Studies that examine evidence from Europe usually use estradiol derivatives rather than CEE, and non-MPA progesterone or progestins. The conclusions from these studies are vastly different and unequal. Estradiol increased the risk of breast cancer by 10%, but estradiol with progesterone decreased the risk of breast by 10%.

HRT and the Heart

In the WHI arm of the CEE/MPA, the number of cases of coronary heart disease increased by 24% over the course of five years. The largest increase in risk was seen in the first year, when the number of cases increased by 81% (HR=1.81). [11] [12] This evidence requires cautious interpretation due to the following:

The average age of the patient treated in this study was 62 years. In women who started on therapy within ten years of menopause, there was a risk reduction of CAD of 11% (HR=0.89), but this was not statistically significant.
In those women who continued CEE/MPA for over six years, the risk of CAD dropped by 30% (HR=0.70).

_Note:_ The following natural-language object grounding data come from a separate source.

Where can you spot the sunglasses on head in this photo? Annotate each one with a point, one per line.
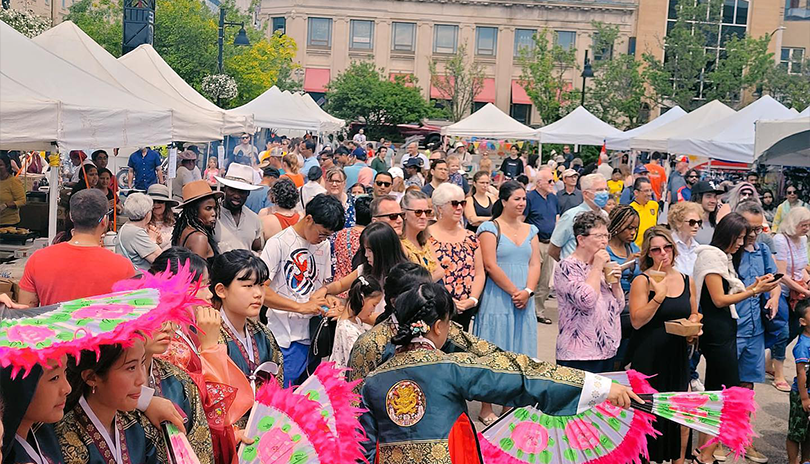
(421, 212)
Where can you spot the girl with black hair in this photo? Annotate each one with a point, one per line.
(417, 400)
(364, 295)
(102, 424)
(237, 285)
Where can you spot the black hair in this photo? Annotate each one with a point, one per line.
(728, 230)
(99, 362)
(362, 288)
(327, 212)
(237, 265)
(399, 280)
(362, 210)
(385, 247)
(504, 193)
(284, 193)
(171, 259)
(190, 217)
(427, 303)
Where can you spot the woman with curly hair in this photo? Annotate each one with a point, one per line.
(285, 197)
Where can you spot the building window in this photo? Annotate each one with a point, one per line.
(445, 38)
(566, 39)
(320, 32)
(486, 41)
(280, 24)
(361, 36)
(792, 59)
(403, 38)
(524, 40)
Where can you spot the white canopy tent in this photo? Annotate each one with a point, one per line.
(190, 123)
(147, 63)
(783, 142)
(622, 141)
(730, 138)
(275, 109)
(60, 104)
(577, 127)
(490, 122)
(657, 139)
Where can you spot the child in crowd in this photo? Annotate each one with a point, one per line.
(798, 423)
(211, 171)
(364, 295)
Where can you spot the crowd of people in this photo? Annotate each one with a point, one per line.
(421, 276)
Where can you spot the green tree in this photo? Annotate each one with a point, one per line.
(543, 68)
(616, 93)
(365, 93)
(460, 82)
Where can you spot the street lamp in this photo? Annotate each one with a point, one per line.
(587, 72)
(240, 39)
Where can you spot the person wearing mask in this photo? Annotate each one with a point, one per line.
(144, 169)
(646, 208)
(542, 211)
(238, 227)
(655, 299)
(187, 172)
(457, 251)
(570, 196)
(719, 289)
(791, 201)
(437, 175)
(595, 196)
(511, 254)
(790, 247)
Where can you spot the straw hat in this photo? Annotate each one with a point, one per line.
(197, 190)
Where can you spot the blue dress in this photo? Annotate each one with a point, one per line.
(498, 320)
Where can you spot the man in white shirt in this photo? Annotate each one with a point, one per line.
(299, 259)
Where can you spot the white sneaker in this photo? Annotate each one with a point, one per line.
(697, 385)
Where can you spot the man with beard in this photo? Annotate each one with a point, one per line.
(239, 227)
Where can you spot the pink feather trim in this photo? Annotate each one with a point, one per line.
(304, 412)
(738, 412)
(342, 397)
(174, 305)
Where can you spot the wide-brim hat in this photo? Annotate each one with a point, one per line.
(239, 177)
(197, 190)
(160, 192)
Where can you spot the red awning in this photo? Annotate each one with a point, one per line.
(519, 94)
(487, 92)
(315, 80)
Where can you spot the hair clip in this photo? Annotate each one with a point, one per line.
(419, 328)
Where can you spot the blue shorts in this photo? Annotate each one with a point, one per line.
(751, 358)
(296, 358)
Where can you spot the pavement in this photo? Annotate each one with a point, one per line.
(771, 421)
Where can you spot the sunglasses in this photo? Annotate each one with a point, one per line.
(392, 216)
(421, 212)
(658, 250)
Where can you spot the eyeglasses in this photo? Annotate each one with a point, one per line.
(457, 203)
(391, 216)
(658, 250)
(421, 212)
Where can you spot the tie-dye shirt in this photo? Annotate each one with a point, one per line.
(590, 327)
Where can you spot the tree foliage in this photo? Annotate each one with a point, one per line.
(460, 82)
(186, 37)
(543, 68)
(364, 93)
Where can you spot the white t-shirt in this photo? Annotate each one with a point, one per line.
(297, 269)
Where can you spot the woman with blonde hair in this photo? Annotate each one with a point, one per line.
(685, 220)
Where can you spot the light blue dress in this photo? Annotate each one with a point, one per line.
(498, 320)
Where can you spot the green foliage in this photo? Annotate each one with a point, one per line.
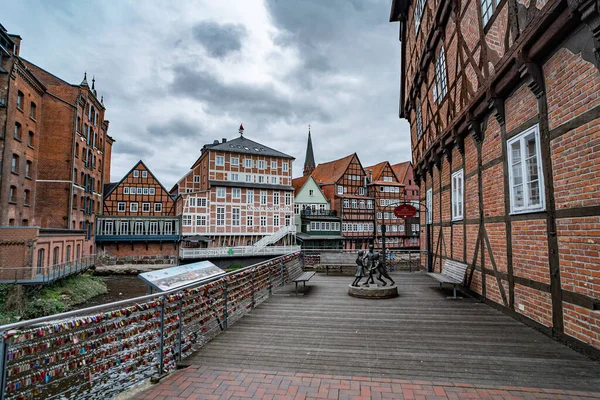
(33, 302)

The risks mentioned do not apply to treatments that use estradiol and progesterone. There is evidence from basic science studies that estradiol protects the heart through several mechanisms, as opposed to CEE. Some benefits of this include that it can help stabilize any plaques that might be in the arteries, reducing the thickness of the carotid arteries, and also decreasing the calcium levels in the coronary arteries. There have been many studies since then in Europe and the United States that show that cardiovascular disease and death are reduced when HRT starts within the first four years of the menopause transition. The “Timing Hypothesis” is the theory that you will see a cardiovascular benefit if you start HRT closer to the time of the menopause transition, compared with if you start later.

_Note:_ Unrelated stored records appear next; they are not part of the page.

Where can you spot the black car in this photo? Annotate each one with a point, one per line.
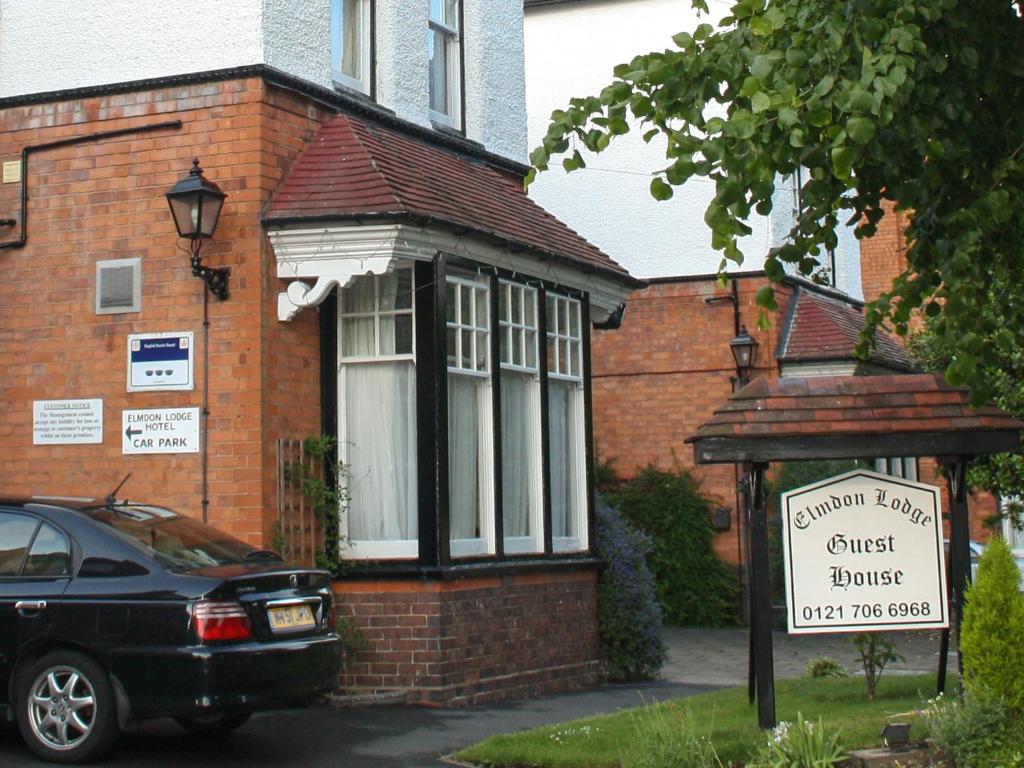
(113, 612)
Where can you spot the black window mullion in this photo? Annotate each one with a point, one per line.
(496, 391)
(431, 413)
(542, 361)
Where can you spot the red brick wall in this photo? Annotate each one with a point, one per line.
(104, 200)
(473, 640)
(662, 375)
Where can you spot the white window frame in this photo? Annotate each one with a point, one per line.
(364, 34)
(527, 327)
(484, 545)
(450, 29)
(566, 365)
(371, 550)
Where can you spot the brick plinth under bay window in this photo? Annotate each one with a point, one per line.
(472, 640)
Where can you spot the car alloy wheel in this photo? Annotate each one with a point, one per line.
(67, 709)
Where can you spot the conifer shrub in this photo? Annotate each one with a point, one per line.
(694, 587)
(628, 614)
(992, 628)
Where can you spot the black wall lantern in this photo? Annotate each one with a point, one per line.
(744, 351)
(196, 204)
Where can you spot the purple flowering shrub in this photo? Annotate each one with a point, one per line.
(628, 612)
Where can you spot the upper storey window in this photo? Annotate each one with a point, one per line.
(351, 43)
(444, 53)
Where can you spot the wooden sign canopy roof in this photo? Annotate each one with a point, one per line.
(852, 417)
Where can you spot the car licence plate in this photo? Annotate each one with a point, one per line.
(291, 617)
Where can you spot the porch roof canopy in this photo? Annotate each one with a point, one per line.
(852, 417)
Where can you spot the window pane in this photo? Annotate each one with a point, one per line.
(403, 289)
(387, 285)
(379, 445)
(351, 24)
(49, 554)
(466, 467)
(437, 71)
(387, 334)
(520, 462)
(467, 350)
(358, 297)
(564, 446)
(15, 534)
(357, 337)
(482, 308)
(517, 305)
(531, 349)
(452, 302)
(403, 334)
(453, 349)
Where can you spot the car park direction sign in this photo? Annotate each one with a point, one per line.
(160, 430)
(863, 552)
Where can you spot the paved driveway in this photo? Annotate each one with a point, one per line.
(416, 737)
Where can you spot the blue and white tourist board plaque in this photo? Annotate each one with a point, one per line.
(863, 552)
(160, 361)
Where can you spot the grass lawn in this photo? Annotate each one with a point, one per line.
(724, 716)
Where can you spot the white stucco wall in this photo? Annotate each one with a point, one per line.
(48, 45)
(51, 45)
(571, 49)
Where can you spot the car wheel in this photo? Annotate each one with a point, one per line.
(216, 724)
(66, 708)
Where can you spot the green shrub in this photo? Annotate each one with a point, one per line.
(628, 614)
(992, 628)
(801, 744)
(824, 667)
(694, 587)
(979, 731)
(665, 736)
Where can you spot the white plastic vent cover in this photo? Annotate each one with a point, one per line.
(119, 286)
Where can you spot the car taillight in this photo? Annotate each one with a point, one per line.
(216, 621)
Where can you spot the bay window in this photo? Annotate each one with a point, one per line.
(566, 452)
(444, 62)
(377, 416)
(470, 422)
(509, 419)
(522, 500)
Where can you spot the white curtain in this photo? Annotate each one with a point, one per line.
(564, 443)
(520, 422)
(468, 465)
(380, 448)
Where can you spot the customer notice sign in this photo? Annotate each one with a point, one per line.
(863, 552)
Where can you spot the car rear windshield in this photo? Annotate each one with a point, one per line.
(174, 541)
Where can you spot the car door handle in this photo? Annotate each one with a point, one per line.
(30, 607)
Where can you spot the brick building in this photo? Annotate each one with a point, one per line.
(390, 285)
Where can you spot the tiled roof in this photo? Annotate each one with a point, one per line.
(355, 167)
(851, 407)
(823, 328)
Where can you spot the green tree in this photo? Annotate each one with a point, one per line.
(993, 625)
(913, 101)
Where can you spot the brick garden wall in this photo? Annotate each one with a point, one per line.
(473, 640)
(662, 375)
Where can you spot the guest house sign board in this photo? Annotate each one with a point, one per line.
(863, 552)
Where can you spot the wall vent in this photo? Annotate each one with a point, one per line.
(119, 286)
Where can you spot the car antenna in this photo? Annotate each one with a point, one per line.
(112, 497)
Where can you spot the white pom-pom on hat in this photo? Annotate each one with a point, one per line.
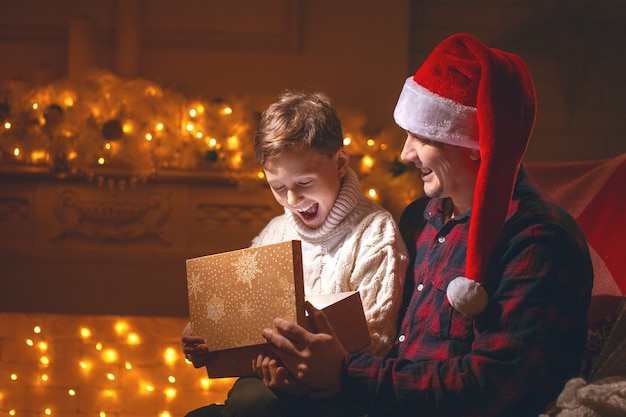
(467, 296)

HRT and Risk of Stroke [13]

There was a 31% increase in strokes in the arm of the WHI trial that was taking CEE/MPA, and a 39% increase in strokes in the arm of the trial that was taking CEE.

The results of studies investigating the link between oral estradiol and stroke risk are conflicting, with some studies showing an increased risk and others showing no change. However, the incidence of fatal stroke does not appear to be affected.

HRT and the Risk of Venous Thromboembolism (VTE)

The rate of VTE was two times higher in the group taking CEE/MPA than the placebo group.

Numerous European studies have found that transdermal estradiol does not pose the same thromboembolic risk. The overall risk of a blood clot from the ESTHER study in France is 0.9, which is a decrease in risk. Other studies looking at different doses and routes of transdermal estradiol have found similar results, with no increase in blood-clotting risk.

HOW ARE HORMONES MONITORED?

Your doctor could opt to monitor your hormone levels via saliva or blood testing. It is preferable to monitor cortisol and estrogen through saliva testing, while some hormones, such as pregnenolone, are best monitored by blood levels. Your doctor will determine how often to test your hormone levels, but it is often done every three months after any changes to your hormone treatment plan.

WHY TREAT HORMONE IMBALANCE?

Some of the reasons to address hormone imbalance are to relieve symptoms of imbalance, improve quality of life, and protect long-term health. Osteoporosis and heart disease can be caused by hormone deficiencies, such as estrogen and progesterone. Certain hormone imbalances, such as estrogen dominance, can increase your risk of certain cancers when left untreated.